I'm not here to exonerate the ordained men who have brought immeasurable pain into others' lives, and I do believe that change and acknowledgment of these crimes needs to continue. I know of families that have been broken by Catholic priests, and those men betrayed the lessons I learned as a young woman trying to find a good way to live.

But to keep seeing priests as molesters is the same disservice as labeling minorities as criminals or athletes as idiots. Those associations should rile you up because they're wrong; when we see a group of people as one misshapen monster, we stop relating to and understanding individuals as individuals.

Growing up Catholic, my choices were guided by compassion and acknowledgement of others, by repetition and a sense of experience coupled with mystery. Maybe it was being raised Catholic that made me want to be a writer — to have many questions, but to understand that I'd never be able to answer all of them. I can't answer why I never inherited my brother's devotion, and I can't explain why some priests turn towards evil rather than good. But I do know that I steadied myself on the foundation of a value system that could be shaken by infidelities, but never completely break. When we suffered, we were taught to "offer it up" — that some semblance of acceptance and hope might half- heal the world's brokenness.

When I was little, Father Sam took us for Sunday bike rides, other priests kept their distance and left when they were called to another parish. And some left my school with no explanations in their wake, just whispers and the residue of secrecy. Catholic priests presented themselves to me on a spectrum: mean, grouchy, creepy, warm, friendly, fatherly. On the fatherly end of that line of robed men, I add my own brother — or Father Brother, as I now like to call him.

David left a medical career and a beautiful girlfriend behind to pursue a life of a different kind of commitment. If you met my brother in a bar, you could cover such subjects as gunshot wounds, mountain biking, church history, and how to get a running start, leap off one leg and kick an 8-foot-high ceiling. He reveres women, mothers and children, and has been my protector since childhood. In David and those ordained with him (Father Mike, a skateboarder who smokes cigarettes, and Father Matt, a once frat-boy, both in their early 30s), I have seen a gentle firmness, a quiet prayerfulness, and a fierce love for families that grows out of their decision to remain childless. Oddly enough, the best priests model what fatherhood — a weakened role in so many communities today — can be.

My brother's orthodox Jewish friend, Libby, flew in for his ordination and shared my sense of wonder at his vocation.

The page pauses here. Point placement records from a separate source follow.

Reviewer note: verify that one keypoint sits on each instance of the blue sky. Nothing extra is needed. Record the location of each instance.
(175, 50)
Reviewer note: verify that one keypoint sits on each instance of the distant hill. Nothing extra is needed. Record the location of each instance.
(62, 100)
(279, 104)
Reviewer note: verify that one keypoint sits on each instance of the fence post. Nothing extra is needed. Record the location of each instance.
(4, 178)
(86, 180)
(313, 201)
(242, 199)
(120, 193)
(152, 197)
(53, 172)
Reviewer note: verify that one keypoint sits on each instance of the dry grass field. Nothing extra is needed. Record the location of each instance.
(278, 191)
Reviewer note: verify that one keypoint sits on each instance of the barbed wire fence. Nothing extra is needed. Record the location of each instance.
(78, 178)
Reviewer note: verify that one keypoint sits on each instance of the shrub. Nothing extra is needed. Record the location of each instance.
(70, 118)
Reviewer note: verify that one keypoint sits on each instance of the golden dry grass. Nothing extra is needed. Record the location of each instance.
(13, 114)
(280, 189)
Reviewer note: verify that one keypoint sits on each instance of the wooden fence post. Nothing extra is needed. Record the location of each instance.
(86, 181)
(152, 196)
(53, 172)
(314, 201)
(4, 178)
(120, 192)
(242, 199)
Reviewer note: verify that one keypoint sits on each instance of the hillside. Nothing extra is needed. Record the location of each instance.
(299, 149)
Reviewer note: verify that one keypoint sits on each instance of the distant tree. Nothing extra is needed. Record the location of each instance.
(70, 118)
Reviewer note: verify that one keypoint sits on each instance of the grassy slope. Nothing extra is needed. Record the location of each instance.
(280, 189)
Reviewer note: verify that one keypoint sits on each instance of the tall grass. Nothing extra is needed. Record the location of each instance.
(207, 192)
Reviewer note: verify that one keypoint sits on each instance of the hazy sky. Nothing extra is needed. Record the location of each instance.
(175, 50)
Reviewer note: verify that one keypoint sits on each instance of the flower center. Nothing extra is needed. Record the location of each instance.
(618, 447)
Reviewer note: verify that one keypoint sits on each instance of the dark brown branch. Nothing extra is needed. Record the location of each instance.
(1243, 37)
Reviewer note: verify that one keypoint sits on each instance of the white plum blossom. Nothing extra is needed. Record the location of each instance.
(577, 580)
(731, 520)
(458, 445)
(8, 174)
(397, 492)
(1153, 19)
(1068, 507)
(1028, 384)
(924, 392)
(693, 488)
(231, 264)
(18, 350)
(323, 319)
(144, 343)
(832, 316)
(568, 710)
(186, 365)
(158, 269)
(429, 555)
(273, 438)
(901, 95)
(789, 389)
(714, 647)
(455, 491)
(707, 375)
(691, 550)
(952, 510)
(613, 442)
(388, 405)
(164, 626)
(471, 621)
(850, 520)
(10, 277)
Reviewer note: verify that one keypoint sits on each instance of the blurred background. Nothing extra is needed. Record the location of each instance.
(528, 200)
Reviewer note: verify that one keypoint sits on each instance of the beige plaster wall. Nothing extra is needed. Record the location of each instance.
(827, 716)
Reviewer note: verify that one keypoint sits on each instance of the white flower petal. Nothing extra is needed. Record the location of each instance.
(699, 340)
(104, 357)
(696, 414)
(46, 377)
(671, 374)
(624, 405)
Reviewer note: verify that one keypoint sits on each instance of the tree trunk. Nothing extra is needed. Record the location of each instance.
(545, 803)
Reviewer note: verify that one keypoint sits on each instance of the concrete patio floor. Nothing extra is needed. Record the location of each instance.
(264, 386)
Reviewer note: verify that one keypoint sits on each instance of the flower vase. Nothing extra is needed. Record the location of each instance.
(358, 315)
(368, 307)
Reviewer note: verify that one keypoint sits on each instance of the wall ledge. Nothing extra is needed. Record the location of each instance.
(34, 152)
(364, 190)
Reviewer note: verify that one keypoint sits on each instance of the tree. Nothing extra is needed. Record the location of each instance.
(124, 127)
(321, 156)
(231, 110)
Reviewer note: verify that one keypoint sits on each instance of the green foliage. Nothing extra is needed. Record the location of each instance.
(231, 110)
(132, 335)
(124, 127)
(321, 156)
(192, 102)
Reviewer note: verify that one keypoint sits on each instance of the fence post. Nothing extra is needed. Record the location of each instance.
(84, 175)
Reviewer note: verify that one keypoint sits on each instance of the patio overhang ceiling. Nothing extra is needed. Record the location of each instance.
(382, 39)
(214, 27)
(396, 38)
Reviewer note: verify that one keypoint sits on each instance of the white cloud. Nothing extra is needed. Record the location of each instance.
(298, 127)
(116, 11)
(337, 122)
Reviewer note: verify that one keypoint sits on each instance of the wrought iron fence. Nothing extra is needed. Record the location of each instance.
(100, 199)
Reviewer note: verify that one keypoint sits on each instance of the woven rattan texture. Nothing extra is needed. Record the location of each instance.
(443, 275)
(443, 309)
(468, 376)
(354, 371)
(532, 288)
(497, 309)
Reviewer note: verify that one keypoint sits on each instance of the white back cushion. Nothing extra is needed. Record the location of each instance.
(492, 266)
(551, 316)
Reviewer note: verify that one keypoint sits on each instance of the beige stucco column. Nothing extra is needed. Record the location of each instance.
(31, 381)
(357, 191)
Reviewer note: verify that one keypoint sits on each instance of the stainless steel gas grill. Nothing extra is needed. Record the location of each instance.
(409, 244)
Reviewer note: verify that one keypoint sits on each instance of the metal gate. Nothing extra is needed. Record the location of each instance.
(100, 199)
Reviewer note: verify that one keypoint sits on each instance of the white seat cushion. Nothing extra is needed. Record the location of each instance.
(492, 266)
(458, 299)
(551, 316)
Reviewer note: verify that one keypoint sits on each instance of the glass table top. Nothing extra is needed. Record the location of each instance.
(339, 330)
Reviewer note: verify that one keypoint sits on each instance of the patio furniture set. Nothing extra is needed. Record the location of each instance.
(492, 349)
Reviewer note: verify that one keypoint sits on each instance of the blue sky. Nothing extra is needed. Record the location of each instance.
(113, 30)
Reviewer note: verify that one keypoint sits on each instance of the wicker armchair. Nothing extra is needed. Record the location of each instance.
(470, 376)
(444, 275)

A squat elderly woman with dark eyebrows, Libby carried around a tattered maroon briefcase and spoke with a sharp, hoarse voice.

"Have you ever heard of a mensch?" she asked. "Literally, it translates to 'man.' But it means any person who has decency. My father used to tell me to be a mensch. What he meant was to act always with integrity and decency. Decency. You either have it in you or you don't. Your brother? Your brother is a mensch."

At the post-ordination party, we did what Catholics do: We ate and drank and steeled ourselves through conversation against hours, days, years of missteps. A seminarian showed up with three kegs. The Little Caesar's on Federal donated 10 pizzas. When my brother showed up, he had a slice of pizza, a beer, and he blessed his friend's nine kids.